1. Leak Detection and Sealing: Techs use a nitrogen test to find and seal leaks with appropriate sealants.
A Step-by-Step Guide For Determining Superheat and Subcooling with 2 Examples
Here is a quick guide on how to determine whether your system is plagued by superheating or subcooling:
You will need the following in order to check a system for superheating:
- An exclusive thermometer for measuring pipe temperatures
- R-22 Chart for converting from temperature to pressure while taking a measurement
Here is a quick look at the method you need to follow:
- Check the suction line temperature.
- Use the chart to change suction line pressure into temperature.
- Find the temperature difference for superheating.
- Typically, it’s 10 degrees at the evaporator and 20-25 degrees near the compressor.
Example 1: Checking Superheat
Let’s explore this with the help of an example:
- Check the temperature difference in the suction line between low superheat and normal subcooling, which let’s say is 51°F in this example.
- Also, record the suction pressure, which is 70 psi (converts to 41°F using an R-22 temperature-pressure chart).
- Calculate the temperature difference: 51°F – 41°F = 10°F.
- A superheat of 10°F is expected at the evaporator. More than that is “high,” and less is “low.”
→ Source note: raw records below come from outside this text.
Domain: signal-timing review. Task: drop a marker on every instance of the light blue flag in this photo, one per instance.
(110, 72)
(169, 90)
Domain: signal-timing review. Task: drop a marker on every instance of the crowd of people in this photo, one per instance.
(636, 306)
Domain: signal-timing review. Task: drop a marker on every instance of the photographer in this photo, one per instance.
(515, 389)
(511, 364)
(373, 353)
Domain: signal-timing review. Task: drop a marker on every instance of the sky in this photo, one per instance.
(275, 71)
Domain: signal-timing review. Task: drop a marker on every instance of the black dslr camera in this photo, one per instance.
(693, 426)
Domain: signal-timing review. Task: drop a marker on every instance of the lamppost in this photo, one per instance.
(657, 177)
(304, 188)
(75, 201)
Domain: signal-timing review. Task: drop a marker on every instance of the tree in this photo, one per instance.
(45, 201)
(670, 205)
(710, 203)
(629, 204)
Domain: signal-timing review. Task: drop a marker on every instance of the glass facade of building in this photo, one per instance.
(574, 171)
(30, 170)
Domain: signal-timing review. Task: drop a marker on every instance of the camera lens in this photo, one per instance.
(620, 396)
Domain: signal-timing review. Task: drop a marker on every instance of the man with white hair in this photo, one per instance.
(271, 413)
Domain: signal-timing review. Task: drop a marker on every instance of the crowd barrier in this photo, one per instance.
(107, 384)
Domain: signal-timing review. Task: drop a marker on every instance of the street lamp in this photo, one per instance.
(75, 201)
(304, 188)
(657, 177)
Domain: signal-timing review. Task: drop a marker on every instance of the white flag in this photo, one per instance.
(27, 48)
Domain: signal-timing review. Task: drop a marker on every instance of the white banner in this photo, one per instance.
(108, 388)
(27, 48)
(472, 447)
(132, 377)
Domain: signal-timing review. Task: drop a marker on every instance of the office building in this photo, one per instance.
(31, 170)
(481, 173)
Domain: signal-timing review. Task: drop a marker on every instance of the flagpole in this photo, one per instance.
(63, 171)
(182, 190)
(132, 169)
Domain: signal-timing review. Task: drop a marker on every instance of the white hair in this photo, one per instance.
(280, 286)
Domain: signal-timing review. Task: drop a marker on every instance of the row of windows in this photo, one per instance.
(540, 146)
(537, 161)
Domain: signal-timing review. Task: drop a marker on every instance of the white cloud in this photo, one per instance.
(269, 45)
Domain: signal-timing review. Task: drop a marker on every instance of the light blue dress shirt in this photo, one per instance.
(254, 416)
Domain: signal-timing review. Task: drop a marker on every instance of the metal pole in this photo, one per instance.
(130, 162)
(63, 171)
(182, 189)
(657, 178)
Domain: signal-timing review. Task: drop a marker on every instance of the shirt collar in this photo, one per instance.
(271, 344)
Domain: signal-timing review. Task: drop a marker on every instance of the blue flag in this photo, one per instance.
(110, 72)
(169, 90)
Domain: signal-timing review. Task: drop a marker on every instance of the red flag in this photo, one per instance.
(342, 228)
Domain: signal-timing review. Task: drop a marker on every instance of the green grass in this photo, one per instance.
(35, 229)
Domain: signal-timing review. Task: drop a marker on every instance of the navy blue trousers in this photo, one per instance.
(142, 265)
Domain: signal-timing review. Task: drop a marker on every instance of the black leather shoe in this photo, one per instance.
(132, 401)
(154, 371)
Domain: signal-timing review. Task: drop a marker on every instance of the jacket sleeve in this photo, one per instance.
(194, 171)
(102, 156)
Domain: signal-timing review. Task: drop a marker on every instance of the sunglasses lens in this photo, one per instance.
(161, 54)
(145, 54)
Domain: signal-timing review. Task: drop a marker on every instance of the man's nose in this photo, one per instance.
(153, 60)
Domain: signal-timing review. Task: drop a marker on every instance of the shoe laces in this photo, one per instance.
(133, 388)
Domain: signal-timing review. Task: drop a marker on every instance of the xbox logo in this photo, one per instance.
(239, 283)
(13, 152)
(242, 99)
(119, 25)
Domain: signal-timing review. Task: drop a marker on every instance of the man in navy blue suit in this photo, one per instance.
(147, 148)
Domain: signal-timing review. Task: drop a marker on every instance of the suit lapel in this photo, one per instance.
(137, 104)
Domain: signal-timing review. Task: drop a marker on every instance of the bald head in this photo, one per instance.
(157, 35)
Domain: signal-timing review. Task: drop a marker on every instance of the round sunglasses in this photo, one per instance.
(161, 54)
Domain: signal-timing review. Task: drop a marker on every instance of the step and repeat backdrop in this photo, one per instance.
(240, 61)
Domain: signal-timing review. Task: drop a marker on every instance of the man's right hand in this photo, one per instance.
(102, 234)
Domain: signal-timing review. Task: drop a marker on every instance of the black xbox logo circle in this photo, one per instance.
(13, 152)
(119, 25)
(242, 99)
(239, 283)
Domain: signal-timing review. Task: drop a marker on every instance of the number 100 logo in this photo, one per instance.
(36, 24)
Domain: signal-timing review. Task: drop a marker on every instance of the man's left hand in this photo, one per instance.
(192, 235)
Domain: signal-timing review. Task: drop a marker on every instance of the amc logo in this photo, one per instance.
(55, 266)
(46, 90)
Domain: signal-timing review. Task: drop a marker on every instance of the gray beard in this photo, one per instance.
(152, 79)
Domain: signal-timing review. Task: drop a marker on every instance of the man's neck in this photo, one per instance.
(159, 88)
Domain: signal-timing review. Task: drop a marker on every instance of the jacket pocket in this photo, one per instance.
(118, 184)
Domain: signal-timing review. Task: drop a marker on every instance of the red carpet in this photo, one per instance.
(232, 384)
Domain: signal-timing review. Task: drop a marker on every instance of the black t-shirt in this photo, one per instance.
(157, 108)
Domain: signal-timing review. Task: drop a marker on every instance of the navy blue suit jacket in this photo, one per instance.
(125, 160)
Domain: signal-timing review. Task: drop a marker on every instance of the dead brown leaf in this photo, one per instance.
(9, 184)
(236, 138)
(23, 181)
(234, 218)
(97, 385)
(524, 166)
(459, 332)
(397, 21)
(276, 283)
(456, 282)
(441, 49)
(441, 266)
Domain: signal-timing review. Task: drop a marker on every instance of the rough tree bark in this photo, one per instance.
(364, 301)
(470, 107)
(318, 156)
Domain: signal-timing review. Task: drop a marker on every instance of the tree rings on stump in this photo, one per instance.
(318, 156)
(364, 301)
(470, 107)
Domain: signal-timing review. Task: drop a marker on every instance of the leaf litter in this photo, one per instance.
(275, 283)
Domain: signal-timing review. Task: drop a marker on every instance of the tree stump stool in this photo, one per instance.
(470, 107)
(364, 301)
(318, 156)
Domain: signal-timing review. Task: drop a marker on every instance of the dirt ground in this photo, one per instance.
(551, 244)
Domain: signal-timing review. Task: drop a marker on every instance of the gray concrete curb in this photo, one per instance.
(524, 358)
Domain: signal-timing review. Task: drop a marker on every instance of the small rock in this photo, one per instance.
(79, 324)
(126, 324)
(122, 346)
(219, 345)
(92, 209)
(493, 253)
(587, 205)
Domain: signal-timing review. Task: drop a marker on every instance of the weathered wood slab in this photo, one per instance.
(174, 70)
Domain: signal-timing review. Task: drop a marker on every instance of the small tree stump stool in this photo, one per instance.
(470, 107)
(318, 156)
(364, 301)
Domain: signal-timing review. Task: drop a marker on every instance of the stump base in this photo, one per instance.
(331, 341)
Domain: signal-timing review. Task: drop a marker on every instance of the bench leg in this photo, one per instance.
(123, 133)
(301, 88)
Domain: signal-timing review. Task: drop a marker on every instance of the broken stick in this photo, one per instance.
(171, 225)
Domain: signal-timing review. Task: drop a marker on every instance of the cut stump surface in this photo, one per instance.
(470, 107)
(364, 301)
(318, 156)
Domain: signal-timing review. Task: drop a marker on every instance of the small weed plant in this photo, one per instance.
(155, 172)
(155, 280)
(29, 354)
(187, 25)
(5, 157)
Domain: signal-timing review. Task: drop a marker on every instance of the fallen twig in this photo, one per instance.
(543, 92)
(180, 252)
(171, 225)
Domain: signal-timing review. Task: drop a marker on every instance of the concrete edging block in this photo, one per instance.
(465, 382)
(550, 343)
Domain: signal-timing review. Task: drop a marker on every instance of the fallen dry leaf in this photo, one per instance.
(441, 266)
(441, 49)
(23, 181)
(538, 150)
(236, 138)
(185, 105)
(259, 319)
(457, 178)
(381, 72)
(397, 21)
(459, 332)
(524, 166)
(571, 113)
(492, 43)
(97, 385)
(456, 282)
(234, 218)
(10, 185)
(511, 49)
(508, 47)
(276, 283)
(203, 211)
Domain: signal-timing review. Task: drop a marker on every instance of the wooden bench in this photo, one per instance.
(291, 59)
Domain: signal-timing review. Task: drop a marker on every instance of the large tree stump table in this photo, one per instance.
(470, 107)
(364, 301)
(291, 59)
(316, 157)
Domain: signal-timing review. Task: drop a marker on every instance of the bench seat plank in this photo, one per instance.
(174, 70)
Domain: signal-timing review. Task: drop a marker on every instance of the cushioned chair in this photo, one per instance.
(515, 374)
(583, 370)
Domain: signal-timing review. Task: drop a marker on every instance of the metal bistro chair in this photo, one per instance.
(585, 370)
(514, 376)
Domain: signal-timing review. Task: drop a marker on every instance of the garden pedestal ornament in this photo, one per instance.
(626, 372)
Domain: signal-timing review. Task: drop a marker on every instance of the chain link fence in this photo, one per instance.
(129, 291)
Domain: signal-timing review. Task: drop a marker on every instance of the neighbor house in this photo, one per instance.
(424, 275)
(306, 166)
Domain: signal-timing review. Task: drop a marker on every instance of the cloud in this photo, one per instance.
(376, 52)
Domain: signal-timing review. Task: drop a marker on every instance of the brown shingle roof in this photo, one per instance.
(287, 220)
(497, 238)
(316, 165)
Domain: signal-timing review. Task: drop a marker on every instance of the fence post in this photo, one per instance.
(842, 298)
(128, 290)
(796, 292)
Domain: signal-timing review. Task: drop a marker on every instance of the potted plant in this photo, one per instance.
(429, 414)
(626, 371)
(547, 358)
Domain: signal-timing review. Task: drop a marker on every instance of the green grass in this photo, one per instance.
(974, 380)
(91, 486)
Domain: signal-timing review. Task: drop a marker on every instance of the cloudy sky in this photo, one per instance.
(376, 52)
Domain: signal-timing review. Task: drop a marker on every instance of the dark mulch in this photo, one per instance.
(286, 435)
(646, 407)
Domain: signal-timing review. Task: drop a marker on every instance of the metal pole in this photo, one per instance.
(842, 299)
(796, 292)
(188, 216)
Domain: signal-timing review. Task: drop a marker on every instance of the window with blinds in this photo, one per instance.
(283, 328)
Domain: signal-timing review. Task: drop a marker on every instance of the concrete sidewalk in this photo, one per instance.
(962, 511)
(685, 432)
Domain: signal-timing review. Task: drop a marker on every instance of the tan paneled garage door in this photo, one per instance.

Example 2: Checking Subcooling
Let’s look at another example:
- Subcooling in TXV systems typically ranges from 10°F to 18°F.
- To measure normal subcooling in an R-22 system, attach a thermometer near the liquid line at the condenser. For example, with a temperature reading of 90°F and a head pressure of 278 psi, the calculated temperature is 125°F.
- Calculate the temperature difference: 125°F – 90°F = 35°F.
- If the temperature difference is above the normal subcooling, it indicates high subcooling. Below the range, it’s low subcooling, and within the range, it’s normal subcooling
What to do if the superheat is too high?
If the superheat is too high then you need to add your refrigerant and check the system for any airflow obstructions.
What does it mean when subcooling is low?
When the subcooling is low, it means that the refrigerant is not losing enough heat in the condenser coil.
What to do if subcooling is too low?
If the subcooling is too low then you can try lowering the flow of the refrigerant in the condenser coil and check for any leaks.
To sum it up, high superheat and low subcooling are the two conditions that can greatly affect a system’s efficiency. They can happen when there is an undercharge of refrigerant.
To fix them high superheat and low subcooling, you should check the refrigerant flow, airflow, metering device, condenser coil, and refrigerant coil. During troubleshooting these issues, also consider looking at the cooling load, ambient temperature, and system design to make sure it operates at maximum efficiency.